Skispringen

Enttäuschende Schweizer in Engelberg

19. Dezember 2020, 19:05 Uhr
Schöne Kulisse, aber zu wenig Weite: Gregor Deschwanden in Engelberg.
© KEYSTONE/GIAN EHRENZELLER
Die Schweizer Skispringer können beim Heim-Weltcup in Engelberg nichts fürs Selbstvertrauen tun. Gregor Deschwanden enttäuscht als 27., Simon Ammann verpasst die Punkte erneut.

Etwas ratlos stand Gregor Deschwanden im Auslauf der Titlis-Schanze und suchte nach Erklärungen für sein schlechtestes Saisonergebnis. Bei der WM im Skifliegen in Planica durfte er wegen des positiven Corona-Tests von Trainer Ronny Hornschuh nicht antreten, aber davor hatte er beim letzten Weltcup in Nischni Tagil als Neunter überzeugt. Zuhause passte aber - wieder einmal - wenig zusammen.

Sprünge auf 120 und 119,5 m reichten bei schwierigen Rückenwind-Verhältnissen, die selbst kleine Fehler brutal bestraften, nur zum mageren 27. Platz. Der 29-jährige Luzerner hatte das Gefühl, im zweiten Durchgang «aktiver rausgesprungen» zu sein. «Es war heute recht komisch mit dem Wind», erklärte er auf SRF.

Seine Sprünge bezeichnete er als «so la la». «Das ist ärgerlich, denn ich will weiter vorne sein.» Deshalb freue er sich auf das zweite Springen am Sonntag. Die Titlis-Schanze lag ihm jedoch bislang noch nie.
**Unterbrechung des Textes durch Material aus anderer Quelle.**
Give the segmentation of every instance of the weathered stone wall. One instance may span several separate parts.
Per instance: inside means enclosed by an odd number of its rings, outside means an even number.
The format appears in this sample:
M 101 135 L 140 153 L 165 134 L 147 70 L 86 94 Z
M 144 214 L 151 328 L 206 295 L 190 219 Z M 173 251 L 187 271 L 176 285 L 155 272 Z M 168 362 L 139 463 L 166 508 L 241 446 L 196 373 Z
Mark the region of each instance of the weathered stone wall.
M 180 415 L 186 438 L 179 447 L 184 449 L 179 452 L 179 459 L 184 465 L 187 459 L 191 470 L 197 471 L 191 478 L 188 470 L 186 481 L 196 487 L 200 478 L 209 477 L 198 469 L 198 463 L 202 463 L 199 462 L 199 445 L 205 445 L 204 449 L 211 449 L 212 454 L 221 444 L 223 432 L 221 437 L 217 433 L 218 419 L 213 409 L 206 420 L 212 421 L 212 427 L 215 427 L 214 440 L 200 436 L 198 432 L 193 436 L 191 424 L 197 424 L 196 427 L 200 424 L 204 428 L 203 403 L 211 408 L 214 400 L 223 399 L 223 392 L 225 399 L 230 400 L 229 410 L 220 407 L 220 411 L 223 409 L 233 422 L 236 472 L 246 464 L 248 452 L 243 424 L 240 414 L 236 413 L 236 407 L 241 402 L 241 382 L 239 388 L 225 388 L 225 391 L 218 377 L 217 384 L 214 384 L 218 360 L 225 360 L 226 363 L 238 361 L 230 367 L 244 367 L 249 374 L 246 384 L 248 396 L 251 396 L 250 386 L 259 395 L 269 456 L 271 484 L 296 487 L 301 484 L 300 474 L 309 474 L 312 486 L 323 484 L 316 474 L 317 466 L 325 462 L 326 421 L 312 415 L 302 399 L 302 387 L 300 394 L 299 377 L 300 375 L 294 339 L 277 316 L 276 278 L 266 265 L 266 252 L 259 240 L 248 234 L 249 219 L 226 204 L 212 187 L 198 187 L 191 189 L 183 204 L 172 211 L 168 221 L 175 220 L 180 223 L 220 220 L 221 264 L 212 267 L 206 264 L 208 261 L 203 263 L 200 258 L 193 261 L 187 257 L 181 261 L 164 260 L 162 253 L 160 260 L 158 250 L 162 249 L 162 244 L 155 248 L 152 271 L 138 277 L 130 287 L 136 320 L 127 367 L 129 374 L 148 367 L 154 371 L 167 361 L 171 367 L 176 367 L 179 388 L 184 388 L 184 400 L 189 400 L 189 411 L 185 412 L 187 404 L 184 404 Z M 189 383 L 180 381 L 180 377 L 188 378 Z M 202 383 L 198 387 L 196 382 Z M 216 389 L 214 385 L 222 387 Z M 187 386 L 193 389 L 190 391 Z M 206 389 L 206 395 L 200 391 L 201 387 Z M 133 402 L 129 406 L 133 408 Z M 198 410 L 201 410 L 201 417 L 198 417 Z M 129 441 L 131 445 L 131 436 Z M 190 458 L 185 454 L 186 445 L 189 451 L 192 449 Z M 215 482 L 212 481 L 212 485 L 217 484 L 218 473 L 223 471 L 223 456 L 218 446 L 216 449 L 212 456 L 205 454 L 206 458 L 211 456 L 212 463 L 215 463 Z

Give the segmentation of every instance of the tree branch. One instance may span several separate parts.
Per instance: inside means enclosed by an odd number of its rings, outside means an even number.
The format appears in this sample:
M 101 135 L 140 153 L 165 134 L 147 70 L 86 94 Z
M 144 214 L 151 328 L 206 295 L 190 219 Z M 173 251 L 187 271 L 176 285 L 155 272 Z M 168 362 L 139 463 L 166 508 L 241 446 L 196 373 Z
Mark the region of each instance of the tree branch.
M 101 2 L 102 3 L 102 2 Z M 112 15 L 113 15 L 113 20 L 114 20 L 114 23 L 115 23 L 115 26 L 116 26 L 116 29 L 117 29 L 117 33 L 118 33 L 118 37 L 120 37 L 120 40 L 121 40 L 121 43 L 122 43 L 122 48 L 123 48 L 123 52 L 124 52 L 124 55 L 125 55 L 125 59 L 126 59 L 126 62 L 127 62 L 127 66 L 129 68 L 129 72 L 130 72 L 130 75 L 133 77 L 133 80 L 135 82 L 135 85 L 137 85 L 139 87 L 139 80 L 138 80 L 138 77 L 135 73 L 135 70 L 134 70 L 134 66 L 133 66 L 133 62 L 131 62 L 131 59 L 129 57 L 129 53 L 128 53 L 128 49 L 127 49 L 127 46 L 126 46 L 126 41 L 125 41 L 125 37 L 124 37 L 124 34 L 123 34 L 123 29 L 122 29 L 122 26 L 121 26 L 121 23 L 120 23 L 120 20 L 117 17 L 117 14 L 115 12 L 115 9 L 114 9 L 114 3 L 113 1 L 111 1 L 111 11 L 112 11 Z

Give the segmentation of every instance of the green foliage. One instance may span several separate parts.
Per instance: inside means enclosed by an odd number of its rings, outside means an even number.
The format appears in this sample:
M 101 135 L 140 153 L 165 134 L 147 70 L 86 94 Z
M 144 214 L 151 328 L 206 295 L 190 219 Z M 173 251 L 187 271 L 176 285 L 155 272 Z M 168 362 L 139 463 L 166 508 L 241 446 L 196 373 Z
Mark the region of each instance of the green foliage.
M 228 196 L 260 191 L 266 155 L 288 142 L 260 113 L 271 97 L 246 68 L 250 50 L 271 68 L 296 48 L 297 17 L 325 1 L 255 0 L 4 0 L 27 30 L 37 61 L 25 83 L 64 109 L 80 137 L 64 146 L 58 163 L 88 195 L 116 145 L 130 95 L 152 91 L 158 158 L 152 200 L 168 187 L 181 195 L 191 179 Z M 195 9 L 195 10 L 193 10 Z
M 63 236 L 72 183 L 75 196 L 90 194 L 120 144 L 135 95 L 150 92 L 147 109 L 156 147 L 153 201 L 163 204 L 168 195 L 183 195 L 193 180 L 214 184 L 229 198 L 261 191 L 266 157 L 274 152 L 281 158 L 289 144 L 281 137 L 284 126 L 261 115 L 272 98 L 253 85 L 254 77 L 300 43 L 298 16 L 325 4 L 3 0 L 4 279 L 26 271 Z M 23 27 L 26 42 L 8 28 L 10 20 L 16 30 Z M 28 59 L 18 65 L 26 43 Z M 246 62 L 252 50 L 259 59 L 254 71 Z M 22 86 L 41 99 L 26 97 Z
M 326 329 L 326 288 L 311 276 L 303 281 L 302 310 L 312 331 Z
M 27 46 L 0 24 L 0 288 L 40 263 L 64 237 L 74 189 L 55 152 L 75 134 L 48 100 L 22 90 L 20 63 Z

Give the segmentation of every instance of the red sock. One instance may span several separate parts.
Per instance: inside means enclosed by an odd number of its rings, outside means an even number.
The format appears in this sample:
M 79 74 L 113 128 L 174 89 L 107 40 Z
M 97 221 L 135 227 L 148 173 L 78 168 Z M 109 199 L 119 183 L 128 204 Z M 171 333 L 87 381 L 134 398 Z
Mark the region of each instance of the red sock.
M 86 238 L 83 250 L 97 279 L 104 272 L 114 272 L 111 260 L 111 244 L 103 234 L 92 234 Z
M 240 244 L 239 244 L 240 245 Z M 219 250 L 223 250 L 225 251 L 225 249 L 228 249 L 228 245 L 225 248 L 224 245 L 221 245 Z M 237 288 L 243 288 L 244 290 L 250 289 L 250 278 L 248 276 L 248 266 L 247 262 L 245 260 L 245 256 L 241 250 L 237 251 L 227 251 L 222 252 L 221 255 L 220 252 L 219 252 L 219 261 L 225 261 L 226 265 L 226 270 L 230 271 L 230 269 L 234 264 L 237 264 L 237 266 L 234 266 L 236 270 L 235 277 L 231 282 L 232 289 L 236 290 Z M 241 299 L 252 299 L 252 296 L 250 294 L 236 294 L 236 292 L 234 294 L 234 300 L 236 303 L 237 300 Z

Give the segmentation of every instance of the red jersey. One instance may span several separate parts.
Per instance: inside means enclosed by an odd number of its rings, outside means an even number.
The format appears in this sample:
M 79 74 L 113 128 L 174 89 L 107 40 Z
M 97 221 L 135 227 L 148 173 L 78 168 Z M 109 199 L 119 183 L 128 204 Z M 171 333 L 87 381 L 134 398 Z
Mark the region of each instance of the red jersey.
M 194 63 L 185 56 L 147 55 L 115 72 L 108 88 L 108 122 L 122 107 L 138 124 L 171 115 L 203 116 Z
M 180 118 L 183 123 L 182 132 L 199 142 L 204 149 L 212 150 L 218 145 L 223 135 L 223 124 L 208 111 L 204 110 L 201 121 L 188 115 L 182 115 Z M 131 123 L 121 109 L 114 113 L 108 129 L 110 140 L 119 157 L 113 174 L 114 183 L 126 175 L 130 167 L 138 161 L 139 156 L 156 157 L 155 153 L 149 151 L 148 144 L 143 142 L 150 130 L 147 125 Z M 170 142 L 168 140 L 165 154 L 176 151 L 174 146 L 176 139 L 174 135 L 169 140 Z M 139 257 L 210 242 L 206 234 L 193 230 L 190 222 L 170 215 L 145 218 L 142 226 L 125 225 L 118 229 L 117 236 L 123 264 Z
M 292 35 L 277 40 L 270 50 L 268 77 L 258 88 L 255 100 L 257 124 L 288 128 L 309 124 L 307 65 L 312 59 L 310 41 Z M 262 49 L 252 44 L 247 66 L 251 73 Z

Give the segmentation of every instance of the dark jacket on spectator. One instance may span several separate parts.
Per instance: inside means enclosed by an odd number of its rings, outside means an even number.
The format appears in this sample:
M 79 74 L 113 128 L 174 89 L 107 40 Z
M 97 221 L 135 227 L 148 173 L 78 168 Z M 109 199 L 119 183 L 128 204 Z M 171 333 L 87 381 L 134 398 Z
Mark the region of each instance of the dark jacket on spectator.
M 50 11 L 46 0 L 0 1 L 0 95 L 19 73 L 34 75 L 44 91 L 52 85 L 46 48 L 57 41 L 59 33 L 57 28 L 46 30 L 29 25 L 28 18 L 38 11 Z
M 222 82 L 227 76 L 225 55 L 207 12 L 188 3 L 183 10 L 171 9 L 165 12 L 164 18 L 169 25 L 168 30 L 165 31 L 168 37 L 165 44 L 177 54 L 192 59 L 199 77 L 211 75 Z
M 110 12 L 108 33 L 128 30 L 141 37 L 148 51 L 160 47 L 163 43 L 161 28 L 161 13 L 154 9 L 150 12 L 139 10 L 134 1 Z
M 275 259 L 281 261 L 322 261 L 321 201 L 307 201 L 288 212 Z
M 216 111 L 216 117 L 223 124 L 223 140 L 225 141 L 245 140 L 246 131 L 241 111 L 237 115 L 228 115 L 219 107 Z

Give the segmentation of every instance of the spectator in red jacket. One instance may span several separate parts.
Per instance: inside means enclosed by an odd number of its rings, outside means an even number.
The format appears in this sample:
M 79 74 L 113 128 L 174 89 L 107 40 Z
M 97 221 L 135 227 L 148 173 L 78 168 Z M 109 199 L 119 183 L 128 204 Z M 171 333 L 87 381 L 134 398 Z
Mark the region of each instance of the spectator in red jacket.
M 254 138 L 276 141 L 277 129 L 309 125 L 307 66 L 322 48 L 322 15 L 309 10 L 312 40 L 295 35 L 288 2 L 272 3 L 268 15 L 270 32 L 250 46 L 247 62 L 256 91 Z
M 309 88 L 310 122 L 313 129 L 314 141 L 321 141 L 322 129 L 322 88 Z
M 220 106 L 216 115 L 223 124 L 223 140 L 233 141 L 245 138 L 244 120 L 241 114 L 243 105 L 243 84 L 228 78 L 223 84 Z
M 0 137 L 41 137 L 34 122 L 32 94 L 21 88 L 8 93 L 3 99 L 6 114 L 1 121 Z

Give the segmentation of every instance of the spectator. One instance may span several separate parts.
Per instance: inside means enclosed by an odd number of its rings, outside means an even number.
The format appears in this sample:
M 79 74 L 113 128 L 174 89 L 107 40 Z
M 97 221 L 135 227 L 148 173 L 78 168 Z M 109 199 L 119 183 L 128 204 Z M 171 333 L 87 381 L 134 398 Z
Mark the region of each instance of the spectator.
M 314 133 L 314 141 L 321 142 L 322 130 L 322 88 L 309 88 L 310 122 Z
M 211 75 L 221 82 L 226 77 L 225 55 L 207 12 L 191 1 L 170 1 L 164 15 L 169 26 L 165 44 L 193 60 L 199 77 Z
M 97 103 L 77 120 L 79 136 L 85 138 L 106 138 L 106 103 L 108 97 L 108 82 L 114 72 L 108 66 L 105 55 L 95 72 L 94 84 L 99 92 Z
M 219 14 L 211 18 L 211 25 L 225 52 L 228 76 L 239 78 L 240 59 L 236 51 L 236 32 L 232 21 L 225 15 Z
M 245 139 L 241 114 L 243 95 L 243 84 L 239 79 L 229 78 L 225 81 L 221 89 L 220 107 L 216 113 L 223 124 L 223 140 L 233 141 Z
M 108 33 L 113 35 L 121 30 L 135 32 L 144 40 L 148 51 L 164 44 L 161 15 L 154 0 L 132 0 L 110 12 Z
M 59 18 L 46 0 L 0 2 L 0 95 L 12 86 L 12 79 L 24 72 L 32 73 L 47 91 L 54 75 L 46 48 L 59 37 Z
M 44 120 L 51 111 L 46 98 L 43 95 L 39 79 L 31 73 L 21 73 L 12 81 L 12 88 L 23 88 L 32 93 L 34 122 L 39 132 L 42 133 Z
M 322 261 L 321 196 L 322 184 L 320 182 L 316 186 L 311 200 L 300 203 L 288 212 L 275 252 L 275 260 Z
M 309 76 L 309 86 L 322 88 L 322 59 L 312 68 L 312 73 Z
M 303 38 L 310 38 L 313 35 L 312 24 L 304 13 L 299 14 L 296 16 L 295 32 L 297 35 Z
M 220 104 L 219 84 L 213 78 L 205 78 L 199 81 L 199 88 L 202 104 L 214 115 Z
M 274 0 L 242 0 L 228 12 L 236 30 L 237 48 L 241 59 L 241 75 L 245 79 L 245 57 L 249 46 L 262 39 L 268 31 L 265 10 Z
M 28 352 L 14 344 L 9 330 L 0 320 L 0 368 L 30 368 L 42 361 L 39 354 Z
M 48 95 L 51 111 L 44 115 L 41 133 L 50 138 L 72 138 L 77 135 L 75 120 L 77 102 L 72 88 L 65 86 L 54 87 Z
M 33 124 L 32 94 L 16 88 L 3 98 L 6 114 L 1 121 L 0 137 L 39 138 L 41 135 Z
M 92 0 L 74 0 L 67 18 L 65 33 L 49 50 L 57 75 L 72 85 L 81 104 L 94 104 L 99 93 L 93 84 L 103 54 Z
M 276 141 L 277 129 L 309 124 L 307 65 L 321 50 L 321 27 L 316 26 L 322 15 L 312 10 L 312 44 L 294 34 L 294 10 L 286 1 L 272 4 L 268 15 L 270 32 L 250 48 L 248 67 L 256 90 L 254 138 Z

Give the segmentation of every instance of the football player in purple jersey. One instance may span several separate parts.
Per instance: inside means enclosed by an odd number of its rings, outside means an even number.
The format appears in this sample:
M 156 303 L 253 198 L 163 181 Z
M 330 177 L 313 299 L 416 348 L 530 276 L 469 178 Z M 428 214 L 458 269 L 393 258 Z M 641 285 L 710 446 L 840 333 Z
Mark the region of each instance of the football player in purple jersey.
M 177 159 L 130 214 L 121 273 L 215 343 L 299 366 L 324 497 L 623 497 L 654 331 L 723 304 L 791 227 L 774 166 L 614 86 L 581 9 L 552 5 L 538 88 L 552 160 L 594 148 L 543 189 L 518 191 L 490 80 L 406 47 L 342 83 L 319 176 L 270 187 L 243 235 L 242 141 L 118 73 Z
Das beste Resultat, ein 18. Platz, liegt bereits sieben Jahre zurück, besser als 20. war er seither nie.

Für Simon Ammann wäre ein 27. Rang im Moment geradezu eine Erlösung. Der vierfache Olympiasieger fand jedoch auch in Engelberg nicht aus seiner sportlichen Baisse heraus. Als 39. (111 m) verpasste der 39-jährige Toggenburger die Qualifikation für den Finaldurchgang ebenso deutlich wie der nicht mal halb so alte Dominik Peter (42./105,5 m). Ammann zeigte sich geradezu fatalistisch und meinte, das Resultat zeige, wie schwierig die Situation aktuell sei. Immerhin glaubt er, beim Projekt eines neuen Sprungschuhs herausgefunden zu haben, was geändert werden müsse. Noch ist das neue Stück aber nicht einsatzbereit.

In anderen Dimensionen springt derzeit Halvor Egner Granerud. Der Norweger sicherte sich mit Flügen auf 133,5 und 138 m den vierten Sieg im Weltcup in Folge. Er distanzierte den dreifachen Olympiasieger Kamil Stoch um 2,2 Punkte. Für den Polen wäre es der dritte Erfolg im Kanton Obwalden gewesen.